Unattended Workstations: Managing Unattended Workstations on the IBM i
Do you fail to sign off (logoff) when you walk away from your desk? Doing so leaves you vulnerable to risks both internally and externally that can be devastating to both you and your company.
Unsecured unattended workstations allow anyone walking by to use your workstation ID and even your user ID to access the system. All activity done by this person will be recorded as done by you!
Fear not, these risks can be easily averted with with a few simple fixes. There are two system values provided by IBM that can help secure your workstation. The values allow you to assign a fixed timeout period for the workstation, so it sits idle without anyone pressing the enter key or a function key before the system takes a predetermined action.
IBM offers a system wide (applies to everyone) way to control people that walk away leaving their IBM i sessions logged on.

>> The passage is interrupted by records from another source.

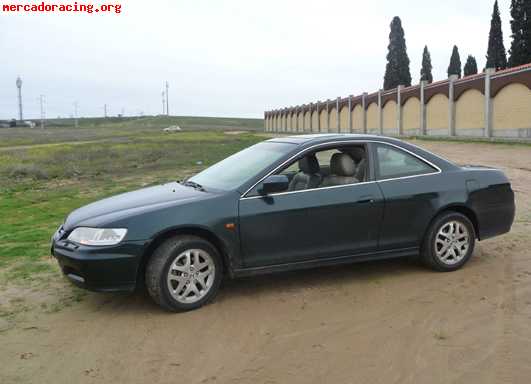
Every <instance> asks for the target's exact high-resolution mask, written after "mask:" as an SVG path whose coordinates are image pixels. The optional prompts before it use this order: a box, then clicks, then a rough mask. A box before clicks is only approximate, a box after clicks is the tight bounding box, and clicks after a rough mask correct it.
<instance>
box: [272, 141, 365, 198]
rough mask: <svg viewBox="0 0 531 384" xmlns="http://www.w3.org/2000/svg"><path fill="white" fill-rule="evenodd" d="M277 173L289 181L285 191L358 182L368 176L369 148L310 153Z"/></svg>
mask: <svg viewBox="0 0 531 384" xmlns="http://www.w3.org/2000/svg"><path fill="white" fill-rule="evenodd" d="M277 174H280V175H285V176H287V177H288V179H289V181H290V183H289V186H288V188H287V189H286V191H284V192H293V191H304V190H310V189H317V188H324V187H333V186H339V185H349V184H356V183H359V182H363V181H366V180H367V177H368V160H367V150H366V147H365V145H355V146H342V147H337V148H327V149H325V150H321V151H315V152H310V153H307V154H305V155H304V156H302V157H300V158H298V159H297V160H294V161H293V162H292V163H291V164H288V165H287V166H286V167H284V168H283V169H282V170H280V171H278V172H277Z"/></svg>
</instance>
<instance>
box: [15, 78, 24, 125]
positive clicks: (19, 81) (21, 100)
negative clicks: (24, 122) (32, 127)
mask: <svg viewBox="0 0 531 384" xmlns="http://www.w3.org/2000/svg"><path fill="white" fill-rule="evenodd" d="M16 84H17V88H18V117H19V120H20V121H22V120H23V116H22V79H21V78H20V76H18V77H17V82H16Z"/></svg>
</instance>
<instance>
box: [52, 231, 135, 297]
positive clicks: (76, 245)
mask: <svg viewBox="0 0 531 384" xmlns="http://www.w3.org/2000/svg"><path fill="white" fill-rule="evenodd" d="M144 244H145V243H144V242H140V241H139V242H124V243H121V244H118V245H115V246H109V247H88V246H83V245H78V244H74V243H72V242H69V241H67V240H60V239H57V238H54V239H53V240H52V247H51V253H52V255H53V256H54V257H55V258H56V259H57V261H58V262H59V265H60V267H61V270H62V271H63V274H64V275H65V276H66V277H67V278H68V279H69V280H70V281H71V282H72V283H74V284H75V285H77V286H78V287H81V288H85V289H88V290H91V291H98V292H116V291H133V290H134V289H135V286H136V280H137V273H138V266H139V265H140V260H141V257H142V254H143V250H144Z"/></svg>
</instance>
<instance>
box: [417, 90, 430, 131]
mask: <svg viewBox="0 0 531 384" xmlns="http://www.w3.org/2000/svg"><path fill="white" fill-rule="evenodd" d="M426 85H428V82H427V81H426V80H422V81H421V82H420V120H419V121H420V127H419V129H420V132H419V133H420V135H421V136H425V135H426V133H427V130H426Z"/></svg>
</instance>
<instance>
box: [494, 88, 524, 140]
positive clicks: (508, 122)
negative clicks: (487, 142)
mask: <svg viewBox="0 0 531 384" xmlns="http://www.w3.org/2000/svg"><path fill="white" fill-rule="evenodd" d="M492 114H493V116H492V117H493V122H492V128H493V135H494V136H509V137H531V90H530V89H529V88H527V86H525V85H523V84H519V83H513V84H509V85H506V86H505V87H503V88H502V89H501V90H500V91H499V92H498V93H497V94H496V96H495V97H494V100H493V101H492Z"/></svg>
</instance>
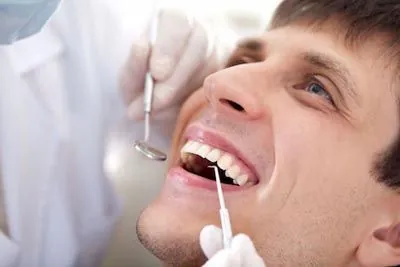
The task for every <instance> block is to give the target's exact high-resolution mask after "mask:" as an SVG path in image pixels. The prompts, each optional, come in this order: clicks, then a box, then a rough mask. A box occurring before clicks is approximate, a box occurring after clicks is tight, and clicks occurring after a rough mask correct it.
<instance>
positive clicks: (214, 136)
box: [184, 124, 259, 183]
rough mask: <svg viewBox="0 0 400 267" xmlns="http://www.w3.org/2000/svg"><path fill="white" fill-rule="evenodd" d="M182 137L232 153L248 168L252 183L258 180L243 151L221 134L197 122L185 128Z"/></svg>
mask: <svg viewBox="0 0 400 267" xmlns="http://www.w3.org/2000/svg"><path fill="white" fill-rule="evenodd" d="M184 137H185V140H193V141H198V142H200V143H204V144H207V145H210V146H212V147H214V148H218V149H220V150H222V151H225V152H227V153H229V154H232V155H234V156H235V157H236V158H237V159H239V160H240V161H242V162H243V163H244V165H245V166H246V167H247V168H248V169H249V171H250V177H249V180H250V181H253V182H254V183H258V182H259V178H258V175H257V172H256V170H255V168H254V165H253V164H251V162H250V160H249V159H248V158H247V157H246V156H245V155H244V153H242V151H240V149H238V148H237V147H235V146H234V145H233V144H232V143H231V142H229V141H228V140H226V139H225V138H223V137H222V135H221V134H218V133H216V132H213V131H210V130H206V129H205V128H204V127H201V125H199V124H193V125H190V126H189V127H188V128H187V129H186V132H185V135H184Z"/></svg>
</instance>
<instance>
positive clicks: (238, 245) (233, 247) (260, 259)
mask: <svg viewBox="0 0 400 267" xmlns="http://www.w3.org/2000/svg"><path fill="white" fill-rule="evenodd" d="M231 250H232V253H233V254H234V255H240V264H241V266H254V267H265V264H264V260H263V259H262V258H261V257H260V256H259V255H258V253H257V250H256V248H255V247H254V244H253V242H252V241H251V239H250V238H249V237H248V236H247V235H245V234H238V235H236V236H235V237H234V238H233V239H232V243H231Z"/></svg>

Enter system value QINACTITV then enter the inactivity period below to trigger note: This is only for LOCAL JOBS not remote telnet sessions or display station pass-through.
As seen below, the system value QINACTMSGQ allows you to define a message queue to receive the message CPI1126 alerting of this condition (indicating the job ID and subsystem the job is running in), or ending the job running at the workstation or temporarily disconnecting the job, if disconnecting is possible.
Though the IBM solution helps secure the workstation, IBM provides no way to have individual settings for workstations or user profiles or programs. No way to customize this inactivity action.
SEA’s iSecurity SCREEN product will allow you to customize how the system deals with inactive workstations. You can define exceptions for users, work stations or programs.
When using iSecurity SCREEN, use the command STRSCN to access the product menu.
Option 1 is used for setting the time period, which can be altered on various levels, one being day of the week.
Option 11 allows you to define your exception (longer or shorter) for individual users.
Option 12 allows you to define exceptions for a screen or workstation.
If there is one program that runs interactively and may on occasion run for a long time without any keyboard input, iSecurity SCREEN allows you to define an exception for that particular program.